Today we’re taking a look at one of those dangers, and what good precautions can be.


When the mercury rises, one of the main things to worry about is dehydration. Our bodies keep an important reserve of fluid in your cells and between cells. In hot weather, your body uses this water to keep you cool with sweat! You pass droplets of water out through your sweat glands, which evaporates from your skin and creates a heat exchange, cooling your skin. Unless you replenish your fluid levels, this leaves less and less water in your body to do all the other important jobs it’s used for, transporting other substances around (including removing waste matter from your body in the form of urine) and even keeping your cells fully inflated.

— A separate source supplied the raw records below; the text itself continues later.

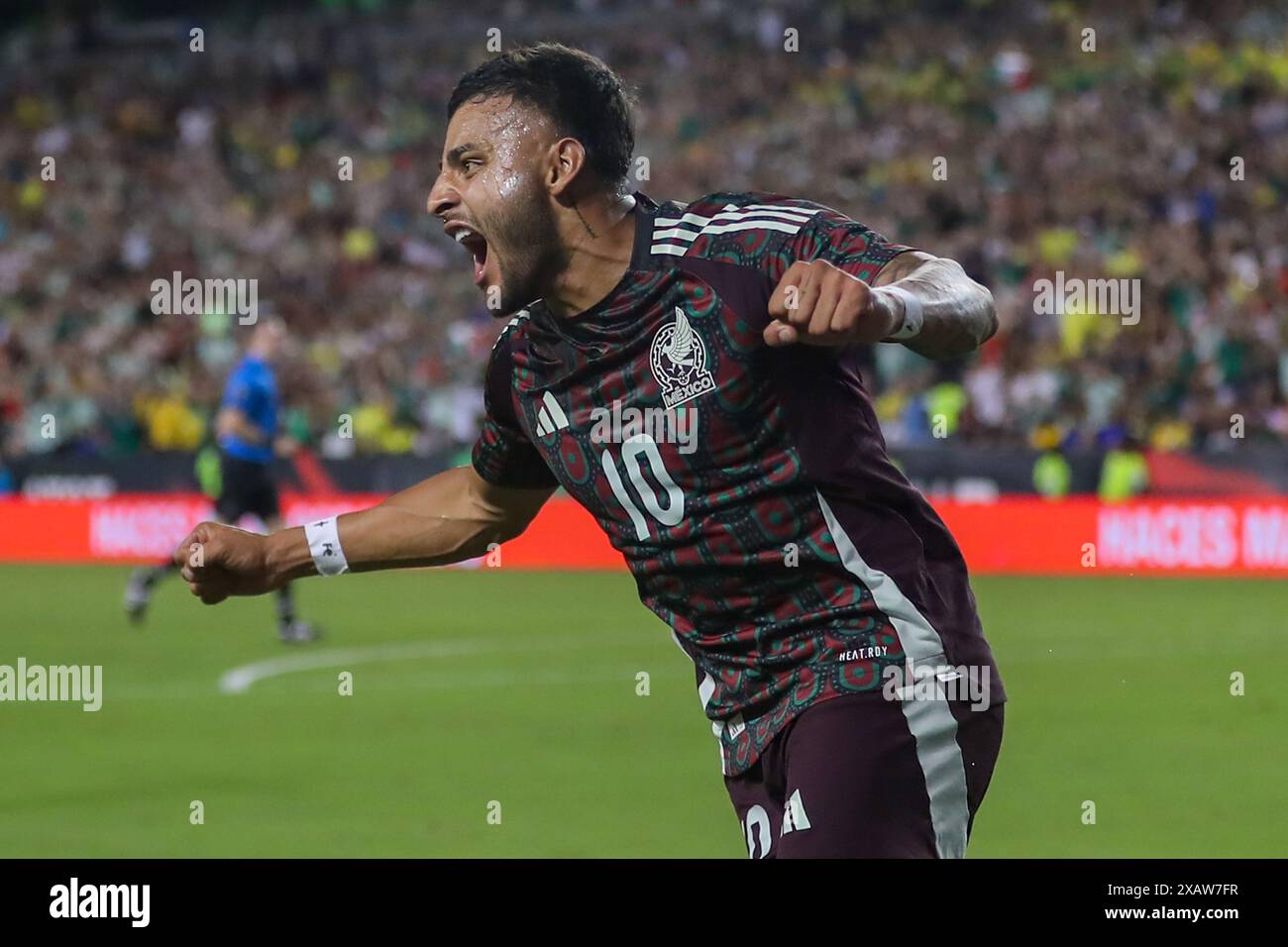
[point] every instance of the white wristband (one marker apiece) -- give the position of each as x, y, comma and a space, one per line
912, 315
325, 547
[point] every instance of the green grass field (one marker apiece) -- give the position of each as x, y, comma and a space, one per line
520, 688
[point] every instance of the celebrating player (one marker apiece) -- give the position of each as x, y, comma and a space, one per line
795, 565
246, 428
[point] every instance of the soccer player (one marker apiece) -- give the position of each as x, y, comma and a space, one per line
798, 569
246, 429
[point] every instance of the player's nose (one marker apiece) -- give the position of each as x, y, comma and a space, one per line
442, 197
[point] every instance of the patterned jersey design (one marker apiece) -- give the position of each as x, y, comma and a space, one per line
666, 416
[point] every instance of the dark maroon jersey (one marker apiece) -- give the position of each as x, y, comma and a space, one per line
747, 487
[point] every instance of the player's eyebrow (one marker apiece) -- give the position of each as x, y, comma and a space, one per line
454, 157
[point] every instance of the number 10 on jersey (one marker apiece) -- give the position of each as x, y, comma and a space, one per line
666, 508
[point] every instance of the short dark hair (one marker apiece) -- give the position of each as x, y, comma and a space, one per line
576, 90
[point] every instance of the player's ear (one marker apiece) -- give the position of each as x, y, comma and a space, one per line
567, 158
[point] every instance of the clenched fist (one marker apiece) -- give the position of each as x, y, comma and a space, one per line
220, 561
819, 304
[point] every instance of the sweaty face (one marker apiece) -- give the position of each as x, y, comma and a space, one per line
490, 197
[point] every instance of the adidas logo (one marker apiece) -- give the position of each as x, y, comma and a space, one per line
550, 416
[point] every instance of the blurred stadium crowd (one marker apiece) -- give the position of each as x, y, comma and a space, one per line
1115, 162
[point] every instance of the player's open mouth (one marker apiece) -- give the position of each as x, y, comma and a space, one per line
477, 245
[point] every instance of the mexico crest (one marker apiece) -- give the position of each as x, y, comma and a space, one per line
679, 363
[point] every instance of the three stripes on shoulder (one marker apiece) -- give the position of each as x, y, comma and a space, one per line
675, 235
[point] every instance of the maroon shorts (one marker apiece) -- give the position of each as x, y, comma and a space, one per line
866, 777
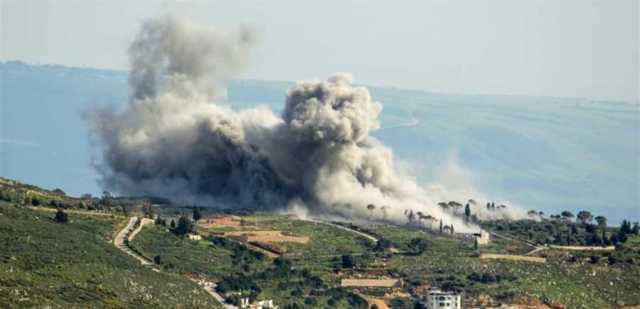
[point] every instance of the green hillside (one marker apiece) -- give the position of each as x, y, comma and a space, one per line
76, 265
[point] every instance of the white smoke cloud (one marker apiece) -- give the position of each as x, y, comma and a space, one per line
174, 141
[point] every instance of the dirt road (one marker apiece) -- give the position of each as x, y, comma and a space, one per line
344, 228
490, 256
130, 231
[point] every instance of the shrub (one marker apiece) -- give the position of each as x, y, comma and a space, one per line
61, 217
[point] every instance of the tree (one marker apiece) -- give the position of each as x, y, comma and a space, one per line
196, 214
347, 261
147, 210
584, 216
567, 215
418, 245
383, 209
185, 226
371, 207
467, 211
61, 216
160, 221
602, 224
410, 216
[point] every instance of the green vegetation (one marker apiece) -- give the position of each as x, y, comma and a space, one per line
214, 257
53, 253
43, 263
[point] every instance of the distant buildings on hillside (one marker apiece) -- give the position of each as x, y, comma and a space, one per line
437, 299
263, 304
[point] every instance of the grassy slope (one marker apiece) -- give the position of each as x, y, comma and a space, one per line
576, 285
203, 257
73, 265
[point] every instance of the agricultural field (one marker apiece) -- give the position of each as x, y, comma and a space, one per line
573, 279
74, 265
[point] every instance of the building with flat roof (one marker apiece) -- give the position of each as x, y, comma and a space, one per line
437, 299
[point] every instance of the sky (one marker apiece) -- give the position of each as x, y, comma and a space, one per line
586, 49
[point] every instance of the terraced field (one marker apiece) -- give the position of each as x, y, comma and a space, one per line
75, 265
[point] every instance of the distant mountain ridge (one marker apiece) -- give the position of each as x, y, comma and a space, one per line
539, 152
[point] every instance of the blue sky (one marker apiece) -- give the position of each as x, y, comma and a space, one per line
577, 48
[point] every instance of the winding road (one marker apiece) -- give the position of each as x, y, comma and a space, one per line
130, 231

You don’t just lose water when you sweat. Your sweat is salty because it contains electrolytes: soluble salts which are some of the most important substances in your body. Electrolytes include chemicals like sodium and potassium, and are used for tasks like regulating the fluid balance in your cells and transmitting nerve impulses to your muscles (including your heart! One of the symptoms of electrolyte deficit is an irregular heartbeat).

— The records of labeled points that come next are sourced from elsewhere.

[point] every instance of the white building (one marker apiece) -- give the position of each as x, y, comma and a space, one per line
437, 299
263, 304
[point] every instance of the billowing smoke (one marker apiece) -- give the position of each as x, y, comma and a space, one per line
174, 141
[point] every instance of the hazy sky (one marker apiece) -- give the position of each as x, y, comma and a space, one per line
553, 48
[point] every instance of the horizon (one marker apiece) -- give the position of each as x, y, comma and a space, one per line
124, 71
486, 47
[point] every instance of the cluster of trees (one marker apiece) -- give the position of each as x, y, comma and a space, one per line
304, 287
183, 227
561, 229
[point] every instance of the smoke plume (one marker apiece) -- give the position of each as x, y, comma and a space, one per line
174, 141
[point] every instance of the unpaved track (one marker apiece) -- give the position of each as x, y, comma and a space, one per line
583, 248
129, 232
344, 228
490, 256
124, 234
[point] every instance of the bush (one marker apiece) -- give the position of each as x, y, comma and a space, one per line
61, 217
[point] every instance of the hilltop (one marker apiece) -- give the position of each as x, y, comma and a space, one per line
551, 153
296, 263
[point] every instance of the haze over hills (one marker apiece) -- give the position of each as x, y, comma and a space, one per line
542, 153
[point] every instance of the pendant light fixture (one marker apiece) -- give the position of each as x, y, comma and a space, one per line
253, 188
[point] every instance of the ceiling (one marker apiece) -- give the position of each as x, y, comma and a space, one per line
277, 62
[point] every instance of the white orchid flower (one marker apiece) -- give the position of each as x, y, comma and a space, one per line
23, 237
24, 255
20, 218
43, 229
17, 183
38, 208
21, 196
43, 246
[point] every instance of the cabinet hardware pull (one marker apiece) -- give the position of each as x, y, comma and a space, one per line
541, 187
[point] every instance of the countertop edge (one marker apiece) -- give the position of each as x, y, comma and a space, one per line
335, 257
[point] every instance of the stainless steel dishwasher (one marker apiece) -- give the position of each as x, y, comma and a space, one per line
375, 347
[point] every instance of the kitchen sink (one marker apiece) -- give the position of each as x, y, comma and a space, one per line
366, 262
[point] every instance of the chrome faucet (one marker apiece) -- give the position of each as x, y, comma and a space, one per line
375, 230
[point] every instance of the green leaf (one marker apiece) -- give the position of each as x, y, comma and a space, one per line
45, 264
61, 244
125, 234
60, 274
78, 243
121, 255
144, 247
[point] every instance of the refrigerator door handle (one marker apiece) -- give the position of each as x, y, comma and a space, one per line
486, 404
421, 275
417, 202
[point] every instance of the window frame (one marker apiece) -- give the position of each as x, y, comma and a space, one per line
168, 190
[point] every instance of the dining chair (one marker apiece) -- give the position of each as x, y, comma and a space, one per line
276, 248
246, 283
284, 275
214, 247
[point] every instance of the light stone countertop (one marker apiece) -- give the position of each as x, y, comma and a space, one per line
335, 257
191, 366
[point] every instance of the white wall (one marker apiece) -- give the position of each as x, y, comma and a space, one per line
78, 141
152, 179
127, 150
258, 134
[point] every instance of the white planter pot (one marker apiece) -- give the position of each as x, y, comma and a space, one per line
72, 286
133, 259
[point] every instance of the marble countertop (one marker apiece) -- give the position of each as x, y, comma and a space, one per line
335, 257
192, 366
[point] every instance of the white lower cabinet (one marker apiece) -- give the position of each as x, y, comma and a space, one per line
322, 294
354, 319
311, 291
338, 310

In extremely hot weather, it’s well worth asking ‘how do you test for dehydration?’ Especially if you have young children or elderly adults in your household, who are more prone to slipping into advanced dehydration states without realising. You can look for symptoms like headaches and muscle pains, signs like less regular urination with darker urine (though this may be an awkward question to ask). The simplest test is to simply pinch the skin on the back of the person’s hand: if it springs back into shape quickly then they’re likely not dehydrated, whereas if the skin is slack and doesn’t reform as fast then dehydration might be the problem. Skin elasticity is dramatically affected by how hydrated you are, so it’s a useful indicator.

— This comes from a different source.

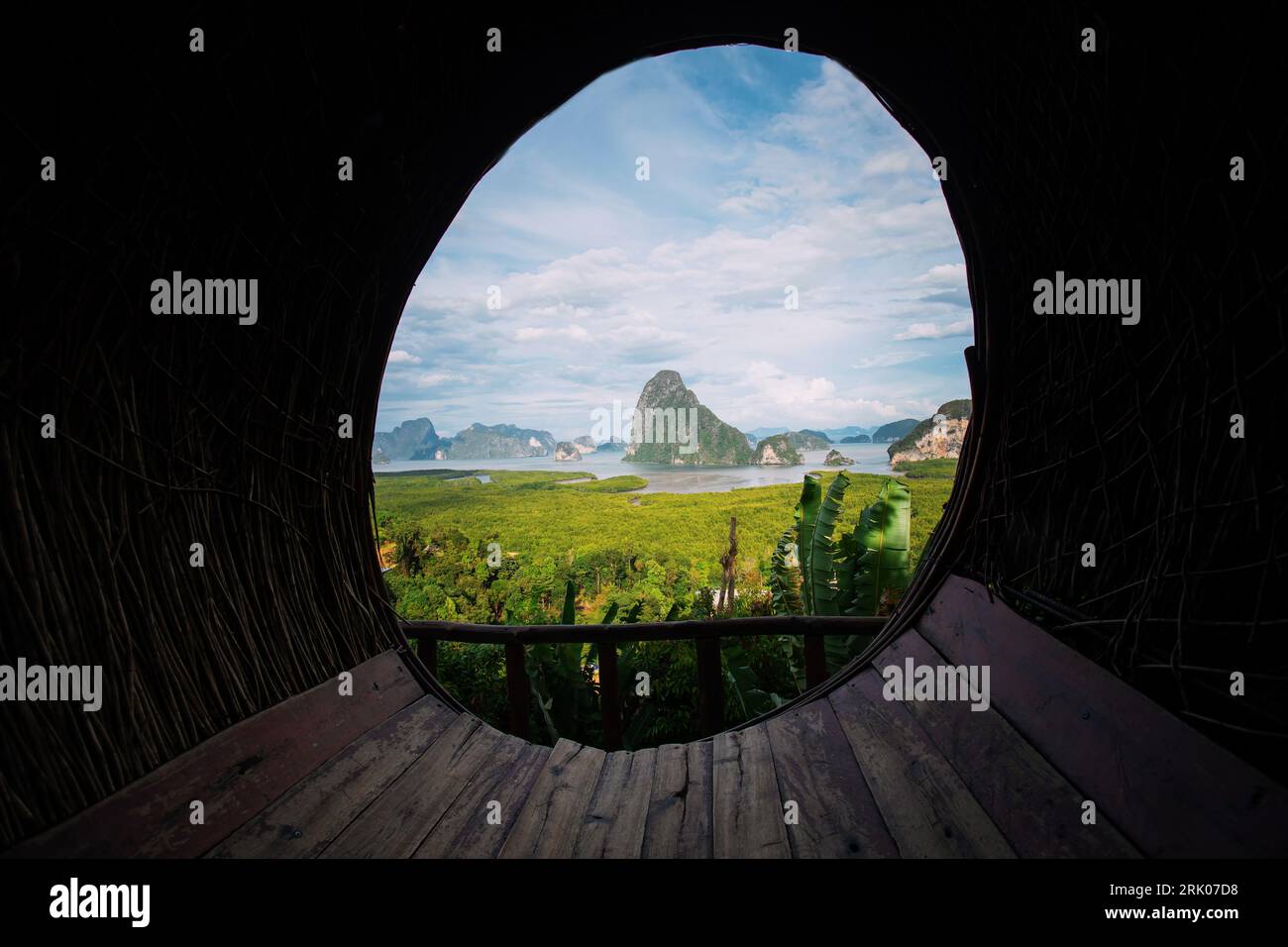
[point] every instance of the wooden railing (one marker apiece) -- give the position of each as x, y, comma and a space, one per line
704, 634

If you’re feeling thirsty, then a glass of water is a sure fire way to feel better. If you’re dehydrated, you may need to take further measures. Don’t forget you’ve also lost electrolytes, and if you drink a lot of water while your electrolyte levels are unbalanced you can actually make the situation worse! To rehydrate in the safest and most efficient way, use a dedicated rehydration product, like soluble powders you can get from the chemist, or O.R.S. Hydration Tablets. These contain all the salts and sugars you need to both rehydrate and top up your electrolytes to a healthy level.